Tech giants beyond Alphabet and Amazon, such as Meta Platforms and Tesla, were also on Cramer's mind. Meta's ad revenue growth, projected at 22% year-over-year, could underscore the strength of digital advertising, while Tesla's delivery numbers for Q4 2025 are expected to show a 15% increase, potentially alleviating worries about EV demand slowdowns. 'Elon Musk's updates on Cybertruck production will be crucial,' Cramer added, noting the stock's 30% gain since January lows.

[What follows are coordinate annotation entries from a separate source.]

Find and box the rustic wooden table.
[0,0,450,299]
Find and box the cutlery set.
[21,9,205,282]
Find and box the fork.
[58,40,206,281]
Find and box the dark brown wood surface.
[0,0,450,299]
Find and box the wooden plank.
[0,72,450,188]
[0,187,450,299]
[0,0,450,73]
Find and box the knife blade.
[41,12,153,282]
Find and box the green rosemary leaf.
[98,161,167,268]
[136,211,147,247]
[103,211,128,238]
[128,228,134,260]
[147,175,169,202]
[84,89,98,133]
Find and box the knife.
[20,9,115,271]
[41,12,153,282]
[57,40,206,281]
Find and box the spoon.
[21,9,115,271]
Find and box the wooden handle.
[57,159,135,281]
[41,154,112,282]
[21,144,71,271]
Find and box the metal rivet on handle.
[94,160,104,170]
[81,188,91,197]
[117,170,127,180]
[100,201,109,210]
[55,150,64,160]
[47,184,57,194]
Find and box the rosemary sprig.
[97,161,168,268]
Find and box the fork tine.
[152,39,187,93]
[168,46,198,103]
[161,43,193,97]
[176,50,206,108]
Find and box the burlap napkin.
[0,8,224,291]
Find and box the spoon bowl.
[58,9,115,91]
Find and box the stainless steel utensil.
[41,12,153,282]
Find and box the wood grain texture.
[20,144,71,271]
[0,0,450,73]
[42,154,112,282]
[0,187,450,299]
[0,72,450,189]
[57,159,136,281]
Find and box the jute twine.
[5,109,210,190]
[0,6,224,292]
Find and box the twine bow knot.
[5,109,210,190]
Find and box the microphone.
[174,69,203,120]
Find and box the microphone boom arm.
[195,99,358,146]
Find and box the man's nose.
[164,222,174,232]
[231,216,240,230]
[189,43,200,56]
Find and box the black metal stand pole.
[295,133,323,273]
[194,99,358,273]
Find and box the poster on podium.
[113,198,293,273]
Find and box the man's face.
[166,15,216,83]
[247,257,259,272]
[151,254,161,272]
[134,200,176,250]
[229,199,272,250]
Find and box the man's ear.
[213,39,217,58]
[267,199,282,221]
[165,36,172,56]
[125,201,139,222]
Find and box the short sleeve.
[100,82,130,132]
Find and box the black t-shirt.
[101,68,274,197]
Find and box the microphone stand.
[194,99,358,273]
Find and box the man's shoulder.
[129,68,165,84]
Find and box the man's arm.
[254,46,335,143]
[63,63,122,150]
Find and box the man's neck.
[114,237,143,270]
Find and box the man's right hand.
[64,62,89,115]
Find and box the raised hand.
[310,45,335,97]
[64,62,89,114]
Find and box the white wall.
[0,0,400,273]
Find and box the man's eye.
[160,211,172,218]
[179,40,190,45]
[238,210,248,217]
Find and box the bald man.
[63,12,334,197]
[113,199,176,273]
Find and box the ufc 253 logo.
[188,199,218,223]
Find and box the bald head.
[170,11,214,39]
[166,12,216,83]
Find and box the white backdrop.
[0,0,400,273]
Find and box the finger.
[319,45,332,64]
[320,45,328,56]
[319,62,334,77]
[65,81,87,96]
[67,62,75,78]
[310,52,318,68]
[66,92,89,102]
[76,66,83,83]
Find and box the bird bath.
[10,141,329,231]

Broader economic indicators round out the list, including the Institute for Supply Management's services PMI, due Friday morning, forecasted at 52.5. A reading above 50 would indicate expansion, providing a counterbalance to manufacturing weakness. Cramer stressed the services sector's 70% contribution to GDP, saying, 'If services hold up, the soft landing narrative stays alive.'

Looking back, the market's slide echoes similar corrections in 2022 and 2023, when Fed tightening led to 10-15% pullbacks before recoveries. Historical data from S&P Dow Jones Indices shows that three-day drops of this magnitude often precede short-term bounces, with 60% of instances seeing gains in the following week. However, Cramer cautioned against complacency, referencing the dot-com bust's lessons on overvalued tech.

Investor sentiment, as gauged by the AAII survey, turned bearish this week, with only 25% bullish compared to 45% a month ago. This contrarian signal, per Cramer, might fuel Friday's rebound. Retail traders on platforms like Robinhood have increased short positions in meme stocks, adding to intraday swings.

As the weekend approaches, options expiration on Friday could amplify moves, with open interest in S&P 500 contracts exceeding 2 million. Traders are positioning for volatility, with the VIX index closing at 22, its highest since November 2025. 'Quad witching days like this can be wild,' Cramer advised, recommending diversified portfolios over speculative bets.

The implications of Friday's action extend beyond Wall Street, potentially influencing consumer confidence and spending. With holiday retail sales data showing a 2.1% uptick in December 2025 per Commerce Department figures, any sustained rebound could bolster economic growth projections for the first quarter of 2026, now estimated at 2.4% annualized by economists at Goldman Sachs.

Looking ahead, the following week brings more earnings, including Apple and Microsoft, alongside Powell's post-FOMC press conference on February 17. Cramer suggested that clarity on rate paths could set the tone for March. 'Investors should buckle up; this is just the start of a pivotal year,' he concluded, encapsulating the mix of opportunity and risk in the current environment.

For now, all eyes are on Friday's open at 9:30 a.m. ET, where volume is expected to surge past 10 billion shares, per NYSE estimates. Whether the rebound materializes will depend on a confluence of these factors, but Cramer's guidance offers a roadmap for navigating the uncertainty.